05 Ağustos 2015 Çarşamba

Balık tutmanın ‘havalı’ yolu

HABER / AYŞE BAŞAK Balıkçılara balık sürülerini bulmak ve takip etmek için yardımcı olan cihazları biliriz. Sonar denilen bu cihazlar, ses dalgalarını kullanarak su altını tararlar. Son yılların en popüler ürünlerinden drone yani insansız hava aracını da artık bilmeyen kalmadı. Bu araçların da su geçirmeyen, suya düşse de batmayan, suya konup kalkabilen modelleri geliştirildi. Dolayısıyla bu ikisini bir tek cihazda birleştirmek zor olmamalıydı! ABD’de San Diego’da yaşayan mucit Daniel Marion, balıkların yerini tespit eden bir drone geliştirdi: AguaDrone. 100 METREDEN SİNYAL Cihazın alt kısmı değiştirilebilir şekilde tasarlanmış. Bu araç için özel olarak üretilmiş sonar cihazını bu bölüme takıyorsunuz. Balık tutma olasılığı olan bir yere gidip insansız hava aracını su yüzeyindeki farklı noktalara konduruyor, balıkları suyun altında taramasını sağlıyorsunuz.
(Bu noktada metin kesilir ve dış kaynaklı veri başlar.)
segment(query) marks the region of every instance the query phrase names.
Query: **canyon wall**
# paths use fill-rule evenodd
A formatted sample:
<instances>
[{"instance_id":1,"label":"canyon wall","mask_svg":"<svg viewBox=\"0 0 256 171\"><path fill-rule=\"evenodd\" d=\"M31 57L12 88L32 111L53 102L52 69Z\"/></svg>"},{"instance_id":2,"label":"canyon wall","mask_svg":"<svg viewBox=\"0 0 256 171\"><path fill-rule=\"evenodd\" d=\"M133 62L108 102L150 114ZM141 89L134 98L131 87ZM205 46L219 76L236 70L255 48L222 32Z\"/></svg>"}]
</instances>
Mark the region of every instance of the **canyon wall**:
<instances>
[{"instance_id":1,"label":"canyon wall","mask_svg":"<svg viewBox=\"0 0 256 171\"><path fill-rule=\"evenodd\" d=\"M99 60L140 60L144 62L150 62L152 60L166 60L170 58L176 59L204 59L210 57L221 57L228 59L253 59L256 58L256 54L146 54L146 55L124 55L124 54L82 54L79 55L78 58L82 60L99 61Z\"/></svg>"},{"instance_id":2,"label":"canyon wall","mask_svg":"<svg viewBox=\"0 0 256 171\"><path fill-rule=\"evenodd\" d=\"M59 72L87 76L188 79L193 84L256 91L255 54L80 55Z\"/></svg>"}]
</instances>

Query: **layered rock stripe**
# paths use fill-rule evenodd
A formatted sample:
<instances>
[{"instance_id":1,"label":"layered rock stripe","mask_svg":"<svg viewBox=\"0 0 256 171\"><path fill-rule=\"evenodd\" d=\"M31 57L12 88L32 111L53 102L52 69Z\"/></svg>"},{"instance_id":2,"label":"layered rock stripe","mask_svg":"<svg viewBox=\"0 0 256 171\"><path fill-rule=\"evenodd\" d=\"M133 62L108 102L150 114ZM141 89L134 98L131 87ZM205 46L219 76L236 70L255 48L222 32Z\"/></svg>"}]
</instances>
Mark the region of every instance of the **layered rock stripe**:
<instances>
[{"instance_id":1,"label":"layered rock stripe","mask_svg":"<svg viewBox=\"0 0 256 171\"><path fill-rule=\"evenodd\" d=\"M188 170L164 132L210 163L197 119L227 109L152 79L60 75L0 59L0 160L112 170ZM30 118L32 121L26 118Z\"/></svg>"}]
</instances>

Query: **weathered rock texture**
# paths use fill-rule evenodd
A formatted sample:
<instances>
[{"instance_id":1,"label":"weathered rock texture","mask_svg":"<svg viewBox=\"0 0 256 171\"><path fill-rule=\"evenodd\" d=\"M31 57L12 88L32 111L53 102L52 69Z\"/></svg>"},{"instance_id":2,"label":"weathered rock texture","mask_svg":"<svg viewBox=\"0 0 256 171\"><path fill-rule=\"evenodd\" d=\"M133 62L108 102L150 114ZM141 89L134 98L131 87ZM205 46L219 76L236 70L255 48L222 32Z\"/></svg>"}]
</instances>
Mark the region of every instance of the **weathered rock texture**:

Sonar cihazı su ile temas anında çalışıyor. Havadayken lüzumsuz yere çalışarak enerji tüketmiyor. Suyun 40 metreye yakın bir derinlikte taranması ile ortaya çıkan görüntüler sizin mobil cihazınızın ekranına geliyor. AguaDrone bu iş için Wi-Fi sinyali kullanıyor. 100 metreye yakın uzaklığa kadar sinyallerini ulaştırabiliyor. KUMANDAYA GEREK YOK Balık bulunduğu anda kullanıcı “eve dön” tuşuna basıyor. Böylece cihazı kumanda etmeye gerek kalmadan, GPS marifetiyle kendisi geri dönüyor. Eğer ağ ile değil, olta ile balık tutuyorsanız, AguaDrone ile yapacaklarınız burada bitmiyor. “Eve dön” tuşu ile anında geri dönen cihazın alt kısmını çıkarıyorsunuz. Yerine olta vazifesi gören parçayı takıyorsunuz. Hava aracı, balıkların tespit edildiği yere geri uçuyor. Aynı yere kondurduktan sonra, yemi salma emrini veriyorsunuz. Bundan sonra da, her zaman olduğu gibi balığın yemi ısırmasını bekliyorsunuz. HD KAMERA İLE CANLI YAYIN Su geçirmez bir HD kameranın da ürüne ilave edilmesi bekleniyor. Böylece hem su altı hem üstünü canlı olarak izleme şansınız da olacak. Hatta belki balığın yemi yutmasını da canlı izleyeceksiniz! Teknolojinin dünyanın en eski mesleklerinden balıkçılığı getirdiği son nokta! Henüz seri üretime geçmeyen AguaDrone için internetten 999 dolara sipariş verilebiliyor.